India has successfully launched a mission to soft land a rover on the moon, in a landmark moment for a nation trying to become a space superpower.
The country's latest lunar mission, Chandrayaan-2, which means "moon vehicle" in Sanskrit, took off from the Satish Dhawan Space Center at Sriharikota in the south Indian state of Andhra Pradesh at 2.43pm, Monday local time (5:13 am ET).
The launch was originally scheduled for July 15, but was abruptly called off just 56 minutes before lift-off due to a "technical snag."
With this successful launch, India is all set to become only the fourth country in the world to soft land on the moon. One of the other three countries, the US, also acknowledged the Indian Space Research Organisation's achievement, said Indian media reports.
The National Aeronautics and Space Administration (NASA) not just congratulated their Indian counterpart, but also promised full support in its mission. The agency also expressed its eagerness to know what Chandrayaan-2 will study about the yet unexplored lunar South Pole, something it will be keen on using for their Artemis mission.
A few hours after Chandrayaan-2 launch created a celebratory atmosphere across the country, the official Twitter handle of the Nasa posted, “Congrats to @ISRO on the launch of Chandrayaan 2, a mission to study the Moon. We're proud to support your mission comms using our Deep Space Network and look forward to what you learn about the lunar South pole where we will send astronauts on our #Artemis mission in a few years.”
The average distance between the Earth and the Moon is 3, 84,000 km. Vikram lander will land on Moon on the 48th day of the mission starting from Monday approximately on September 9.
This moon-lander and rover mission proves that India is taking lead in space exploration as its mission aims to investigate the unexplored south pole of the moon. With Chandrayaan-2 India aims at the soft landing on the Moon. If successful, it will be the fourth country after the US, Russia, and China to do so, said the report.
Celebrating the successful launch of India's lunar mission Chandrayaan-2, Indian Space Research Organization (ISRO) announced the successful injection of its indigenous GSLV MK-III rocket- 'Bahubali' into the Earth Orbit.

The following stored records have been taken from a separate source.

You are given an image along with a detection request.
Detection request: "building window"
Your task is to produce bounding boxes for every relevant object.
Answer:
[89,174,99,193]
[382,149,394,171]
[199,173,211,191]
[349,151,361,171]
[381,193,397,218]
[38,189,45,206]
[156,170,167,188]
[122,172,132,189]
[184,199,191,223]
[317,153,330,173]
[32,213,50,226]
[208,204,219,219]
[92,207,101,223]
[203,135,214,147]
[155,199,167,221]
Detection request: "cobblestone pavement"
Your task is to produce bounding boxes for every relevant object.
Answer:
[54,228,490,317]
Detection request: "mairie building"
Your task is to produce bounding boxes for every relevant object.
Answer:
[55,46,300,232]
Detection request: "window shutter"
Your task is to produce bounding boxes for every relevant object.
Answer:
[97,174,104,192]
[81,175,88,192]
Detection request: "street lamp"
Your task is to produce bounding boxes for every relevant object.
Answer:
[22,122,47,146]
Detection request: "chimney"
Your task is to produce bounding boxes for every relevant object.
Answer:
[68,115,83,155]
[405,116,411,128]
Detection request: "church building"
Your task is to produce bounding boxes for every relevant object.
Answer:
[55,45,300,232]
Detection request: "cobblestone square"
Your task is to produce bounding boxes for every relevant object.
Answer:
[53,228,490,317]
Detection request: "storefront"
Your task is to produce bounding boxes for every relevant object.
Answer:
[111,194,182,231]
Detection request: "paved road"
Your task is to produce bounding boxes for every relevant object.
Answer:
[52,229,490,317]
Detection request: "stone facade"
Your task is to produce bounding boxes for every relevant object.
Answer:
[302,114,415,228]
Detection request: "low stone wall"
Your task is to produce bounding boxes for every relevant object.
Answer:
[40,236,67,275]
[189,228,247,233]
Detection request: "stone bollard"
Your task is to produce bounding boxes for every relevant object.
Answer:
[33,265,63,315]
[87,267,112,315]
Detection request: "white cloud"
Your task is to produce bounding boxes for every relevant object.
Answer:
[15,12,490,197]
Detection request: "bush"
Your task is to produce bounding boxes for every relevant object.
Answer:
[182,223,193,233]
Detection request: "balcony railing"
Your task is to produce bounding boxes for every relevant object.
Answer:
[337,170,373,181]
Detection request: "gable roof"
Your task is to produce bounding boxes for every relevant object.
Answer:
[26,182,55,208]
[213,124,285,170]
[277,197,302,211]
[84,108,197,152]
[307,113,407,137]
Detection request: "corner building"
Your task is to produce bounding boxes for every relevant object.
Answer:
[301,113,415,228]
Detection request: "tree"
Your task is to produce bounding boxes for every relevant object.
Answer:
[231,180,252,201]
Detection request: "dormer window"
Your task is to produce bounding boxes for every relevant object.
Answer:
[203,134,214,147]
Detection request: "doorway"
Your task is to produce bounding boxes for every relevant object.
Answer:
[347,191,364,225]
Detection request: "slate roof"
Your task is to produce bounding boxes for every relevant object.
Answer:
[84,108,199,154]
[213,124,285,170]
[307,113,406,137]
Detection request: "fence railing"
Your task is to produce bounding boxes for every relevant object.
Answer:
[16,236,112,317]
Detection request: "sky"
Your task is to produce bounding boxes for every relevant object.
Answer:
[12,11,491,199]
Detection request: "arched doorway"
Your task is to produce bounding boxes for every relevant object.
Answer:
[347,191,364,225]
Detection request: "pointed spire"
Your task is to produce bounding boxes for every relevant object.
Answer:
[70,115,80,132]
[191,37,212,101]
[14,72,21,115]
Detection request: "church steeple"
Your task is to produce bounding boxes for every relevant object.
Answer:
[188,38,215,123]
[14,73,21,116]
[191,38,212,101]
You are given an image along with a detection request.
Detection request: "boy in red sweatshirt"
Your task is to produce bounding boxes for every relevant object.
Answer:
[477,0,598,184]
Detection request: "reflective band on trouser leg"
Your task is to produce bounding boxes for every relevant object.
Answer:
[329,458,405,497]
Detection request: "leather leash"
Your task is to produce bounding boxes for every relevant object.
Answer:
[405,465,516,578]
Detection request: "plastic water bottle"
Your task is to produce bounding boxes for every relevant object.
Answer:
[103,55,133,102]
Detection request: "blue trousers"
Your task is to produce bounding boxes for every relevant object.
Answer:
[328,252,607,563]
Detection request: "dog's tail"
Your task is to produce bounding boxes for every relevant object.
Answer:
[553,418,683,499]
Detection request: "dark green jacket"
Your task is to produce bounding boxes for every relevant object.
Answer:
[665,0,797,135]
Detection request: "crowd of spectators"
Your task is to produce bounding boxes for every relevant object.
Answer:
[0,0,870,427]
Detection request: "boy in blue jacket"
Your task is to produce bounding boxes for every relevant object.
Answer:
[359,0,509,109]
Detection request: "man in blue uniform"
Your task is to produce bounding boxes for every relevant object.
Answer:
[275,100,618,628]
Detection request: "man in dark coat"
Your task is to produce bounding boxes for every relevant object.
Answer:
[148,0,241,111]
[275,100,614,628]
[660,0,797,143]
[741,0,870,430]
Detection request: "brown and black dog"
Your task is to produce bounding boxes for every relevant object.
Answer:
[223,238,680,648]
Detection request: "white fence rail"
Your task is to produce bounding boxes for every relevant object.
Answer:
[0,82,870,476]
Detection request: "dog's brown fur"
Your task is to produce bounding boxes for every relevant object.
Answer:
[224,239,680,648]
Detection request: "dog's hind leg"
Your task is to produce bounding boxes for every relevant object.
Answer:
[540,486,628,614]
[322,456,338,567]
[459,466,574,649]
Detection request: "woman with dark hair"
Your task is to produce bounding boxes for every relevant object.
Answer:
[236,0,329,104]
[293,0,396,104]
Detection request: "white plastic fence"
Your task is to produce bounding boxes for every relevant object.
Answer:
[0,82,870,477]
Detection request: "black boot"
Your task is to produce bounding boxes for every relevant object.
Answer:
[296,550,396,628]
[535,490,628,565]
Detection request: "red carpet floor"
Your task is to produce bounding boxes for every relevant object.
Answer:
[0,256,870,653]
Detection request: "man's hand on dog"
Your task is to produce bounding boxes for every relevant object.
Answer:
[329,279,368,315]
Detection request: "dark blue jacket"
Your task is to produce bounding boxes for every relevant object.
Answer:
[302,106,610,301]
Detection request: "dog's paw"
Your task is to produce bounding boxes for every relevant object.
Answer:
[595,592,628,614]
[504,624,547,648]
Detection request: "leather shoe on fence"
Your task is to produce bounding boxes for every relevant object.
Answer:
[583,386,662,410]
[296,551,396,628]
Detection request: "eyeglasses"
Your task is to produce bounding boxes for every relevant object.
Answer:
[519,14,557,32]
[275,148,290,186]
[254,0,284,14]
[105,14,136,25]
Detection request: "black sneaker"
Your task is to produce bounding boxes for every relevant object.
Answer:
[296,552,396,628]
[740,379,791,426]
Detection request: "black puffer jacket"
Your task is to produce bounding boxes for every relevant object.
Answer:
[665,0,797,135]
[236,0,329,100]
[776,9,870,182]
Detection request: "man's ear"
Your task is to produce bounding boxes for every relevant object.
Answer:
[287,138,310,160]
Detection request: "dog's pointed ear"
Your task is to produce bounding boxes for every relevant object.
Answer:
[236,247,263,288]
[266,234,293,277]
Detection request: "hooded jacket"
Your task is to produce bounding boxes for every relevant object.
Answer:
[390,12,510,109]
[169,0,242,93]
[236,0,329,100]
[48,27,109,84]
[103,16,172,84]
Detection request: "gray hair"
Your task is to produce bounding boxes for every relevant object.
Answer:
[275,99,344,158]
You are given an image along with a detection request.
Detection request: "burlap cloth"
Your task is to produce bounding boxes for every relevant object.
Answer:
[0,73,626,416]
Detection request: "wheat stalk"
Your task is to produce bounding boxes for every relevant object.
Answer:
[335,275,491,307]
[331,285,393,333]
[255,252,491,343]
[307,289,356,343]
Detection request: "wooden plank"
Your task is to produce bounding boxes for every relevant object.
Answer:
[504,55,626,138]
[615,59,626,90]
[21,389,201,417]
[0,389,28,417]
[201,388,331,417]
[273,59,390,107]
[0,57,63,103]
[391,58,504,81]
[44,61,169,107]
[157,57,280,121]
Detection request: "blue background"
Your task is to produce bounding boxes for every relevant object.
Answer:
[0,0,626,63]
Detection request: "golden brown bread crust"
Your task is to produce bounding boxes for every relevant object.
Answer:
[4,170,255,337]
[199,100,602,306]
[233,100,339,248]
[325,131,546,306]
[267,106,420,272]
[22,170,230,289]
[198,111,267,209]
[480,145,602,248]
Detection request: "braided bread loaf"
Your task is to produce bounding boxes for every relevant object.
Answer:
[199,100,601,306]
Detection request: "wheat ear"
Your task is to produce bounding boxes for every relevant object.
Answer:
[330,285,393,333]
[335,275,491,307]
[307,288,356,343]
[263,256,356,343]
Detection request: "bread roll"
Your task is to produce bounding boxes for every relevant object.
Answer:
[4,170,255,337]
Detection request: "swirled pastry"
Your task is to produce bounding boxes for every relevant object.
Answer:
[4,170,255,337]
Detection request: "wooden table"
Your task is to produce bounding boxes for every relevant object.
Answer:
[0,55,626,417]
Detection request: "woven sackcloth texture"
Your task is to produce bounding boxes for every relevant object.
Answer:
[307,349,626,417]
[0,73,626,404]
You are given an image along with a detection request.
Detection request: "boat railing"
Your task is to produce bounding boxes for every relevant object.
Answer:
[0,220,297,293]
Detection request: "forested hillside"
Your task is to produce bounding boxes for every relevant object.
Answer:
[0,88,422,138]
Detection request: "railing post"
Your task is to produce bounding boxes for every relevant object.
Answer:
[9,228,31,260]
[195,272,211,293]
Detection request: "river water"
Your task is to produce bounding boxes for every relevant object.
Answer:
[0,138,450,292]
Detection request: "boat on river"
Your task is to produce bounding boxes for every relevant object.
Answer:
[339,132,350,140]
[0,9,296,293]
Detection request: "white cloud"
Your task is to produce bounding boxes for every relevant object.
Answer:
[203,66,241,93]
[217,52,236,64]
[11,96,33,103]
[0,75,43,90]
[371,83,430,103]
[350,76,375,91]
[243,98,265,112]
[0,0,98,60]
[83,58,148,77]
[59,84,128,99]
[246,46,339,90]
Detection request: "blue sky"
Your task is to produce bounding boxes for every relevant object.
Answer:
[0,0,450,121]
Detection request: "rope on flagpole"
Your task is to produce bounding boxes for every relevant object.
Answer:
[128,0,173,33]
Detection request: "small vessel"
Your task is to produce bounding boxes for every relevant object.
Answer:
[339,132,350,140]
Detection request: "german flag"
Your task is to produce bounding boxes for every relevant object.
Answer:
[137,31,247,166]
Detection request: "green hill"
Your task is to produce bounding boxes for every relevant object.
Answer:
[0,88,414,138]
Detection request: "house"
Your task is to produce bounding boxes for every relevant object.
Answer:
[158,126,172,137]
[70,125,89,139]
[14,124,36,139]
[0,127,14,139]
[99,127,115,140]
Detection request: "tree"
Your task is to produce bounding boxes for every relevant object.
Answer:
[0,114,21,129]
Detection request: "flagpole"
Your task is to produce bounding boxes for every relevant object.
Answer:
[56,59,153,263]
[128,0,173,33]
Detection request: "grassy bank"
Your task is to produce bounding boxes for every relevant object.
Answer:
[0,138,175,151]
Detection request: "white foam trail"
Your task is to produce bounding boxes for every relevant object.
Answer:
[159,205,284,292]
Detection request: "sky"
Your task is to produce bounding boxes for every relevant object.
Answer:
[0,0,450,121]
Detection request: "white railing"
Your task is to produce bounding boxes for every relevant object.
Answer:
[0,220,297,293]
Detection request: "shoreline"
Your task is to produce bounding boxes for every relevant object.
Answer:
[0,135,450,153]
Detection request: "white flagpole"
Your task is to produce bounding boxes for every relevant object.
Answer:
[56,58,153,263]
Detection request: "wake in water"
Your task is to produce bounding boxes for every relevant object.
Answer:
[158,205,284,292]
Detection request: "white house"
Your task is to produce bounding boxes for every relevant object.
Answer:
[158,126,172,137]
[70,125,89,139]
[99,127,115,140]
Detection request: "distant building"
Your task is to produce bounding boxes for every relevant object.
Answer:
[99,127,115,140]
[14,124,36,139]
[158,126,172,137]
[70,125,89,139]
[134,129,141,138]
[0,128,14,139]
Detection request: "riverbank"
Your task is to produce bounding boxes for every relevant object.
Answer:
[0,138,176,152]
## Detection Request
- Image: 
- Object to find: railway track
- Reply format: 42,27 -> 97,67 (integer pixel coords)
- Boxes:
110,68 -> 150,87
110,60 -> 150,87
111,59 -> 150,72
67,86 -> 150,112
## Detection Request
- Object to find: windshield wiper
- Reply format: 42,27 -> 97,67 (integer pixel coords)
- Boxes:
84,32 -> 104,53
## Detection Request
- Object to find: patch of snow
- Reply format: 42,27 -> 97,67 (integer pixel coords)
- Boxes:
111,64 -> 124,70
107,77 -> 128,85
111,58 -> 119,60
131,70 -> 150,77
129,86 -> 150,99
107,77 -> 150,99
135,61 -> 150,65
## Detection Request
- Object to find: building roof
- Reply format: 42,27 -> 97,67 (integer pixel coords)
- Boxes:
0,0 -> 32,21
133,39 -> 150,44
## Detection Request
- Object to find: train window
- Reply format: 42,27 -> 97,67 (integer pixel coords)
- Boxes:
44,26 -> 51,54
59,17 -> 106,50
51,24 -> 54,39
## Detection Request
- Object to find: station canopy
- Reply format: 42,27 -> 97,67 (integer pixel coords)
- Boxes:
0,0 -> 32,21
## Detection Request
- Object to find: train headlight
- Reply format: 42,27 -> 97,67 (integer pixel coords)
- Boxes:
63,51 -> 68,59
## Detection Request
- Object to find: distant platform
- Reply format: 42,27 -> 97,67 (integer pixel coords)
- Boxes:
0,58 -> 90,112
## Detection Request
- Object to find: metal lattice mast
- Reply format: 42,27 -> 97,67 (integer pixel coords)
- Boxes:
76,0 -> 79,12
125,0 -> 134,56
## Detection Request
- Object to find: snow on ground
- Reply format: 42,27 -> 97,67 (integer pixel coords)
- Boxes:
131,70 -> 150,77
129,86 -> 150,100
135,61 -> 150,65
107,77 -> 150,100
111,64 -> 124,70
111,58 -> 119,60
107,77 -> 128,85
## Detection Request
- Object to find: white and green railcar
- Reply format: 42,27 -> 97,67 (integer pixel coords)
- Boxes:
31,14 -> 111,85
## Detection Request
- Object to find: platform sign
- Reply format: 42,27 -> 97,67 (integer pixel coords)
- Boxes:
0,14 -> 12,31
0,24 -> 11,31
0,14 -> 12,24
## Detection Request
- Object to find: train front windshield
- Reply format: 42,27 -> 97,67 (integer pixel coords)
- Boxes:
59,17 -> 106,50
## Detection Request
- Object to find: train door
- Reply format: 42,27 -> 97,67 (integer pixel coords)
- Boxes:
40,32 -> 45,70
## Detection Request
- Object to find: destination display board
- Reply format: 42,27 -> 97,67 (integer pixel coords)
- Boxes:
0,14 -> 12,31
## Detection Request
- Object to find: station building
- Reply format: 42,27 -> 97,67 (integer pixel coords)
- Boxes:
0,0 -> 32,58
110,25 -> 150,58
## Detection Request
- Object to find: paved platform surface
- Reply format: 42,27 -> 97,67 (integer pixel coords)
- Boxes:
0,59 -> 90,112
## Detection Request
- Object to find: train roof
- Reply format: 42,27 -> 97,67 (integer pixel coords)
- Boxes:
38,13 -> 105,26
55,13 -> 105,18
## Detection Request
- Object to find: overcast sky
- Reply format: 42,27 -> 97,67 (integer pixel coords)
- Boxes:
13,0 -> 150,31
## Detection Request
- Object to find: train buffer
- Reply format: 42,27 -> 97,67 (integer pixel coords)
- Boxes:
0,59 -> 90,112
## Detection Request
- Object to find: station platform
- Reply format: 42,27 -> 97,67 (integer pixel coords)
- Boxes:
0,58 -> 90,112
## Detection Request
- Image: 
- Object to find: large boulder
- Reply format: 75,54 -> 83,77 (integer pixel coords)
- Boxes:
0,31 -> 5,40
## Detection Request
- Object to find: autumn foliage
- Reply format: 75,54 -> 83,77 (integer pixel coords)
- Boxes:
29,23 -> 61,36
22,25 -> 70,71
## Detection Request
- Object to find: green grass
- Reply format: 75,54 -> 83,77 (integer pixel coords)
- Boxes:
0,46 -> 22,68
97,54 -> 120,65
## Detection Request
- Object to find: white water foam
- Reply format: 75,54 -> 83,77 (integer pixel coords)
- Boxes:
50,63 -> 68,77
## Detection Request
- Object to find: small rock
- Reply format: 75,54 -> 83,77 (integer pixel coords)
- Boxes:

The next month and a half will see the spacecraft perform crucial manoeuvres to ensure a smooth landing, ISRO Chairman K. Sivan said, as the agency's officials congratulated each other with handshakes and bear hugs after the launch.
"We are going to experience 15 minutes of terror, to ensure that the landing is done safely near the south pole," he told reporters, describing the final moments before the craft is expected to land on the moon, about 47 days from now.
The space agency has previously said the descent on the moon could be complex, with potential problems from variations in lunar gravity, terrain and dust having to be taken into account.
Globally, Chandrayaan-2 will be the year's third bid at a moon landing, following China's successful launch of a lunar probe and the Israeli Beresheet spacecraft, which failed and crashed on the moon in April.
India's space agency suspects the south pole region of the moon contains water in the form of ice as well as craters that could reveal fossilized information about the early solar system.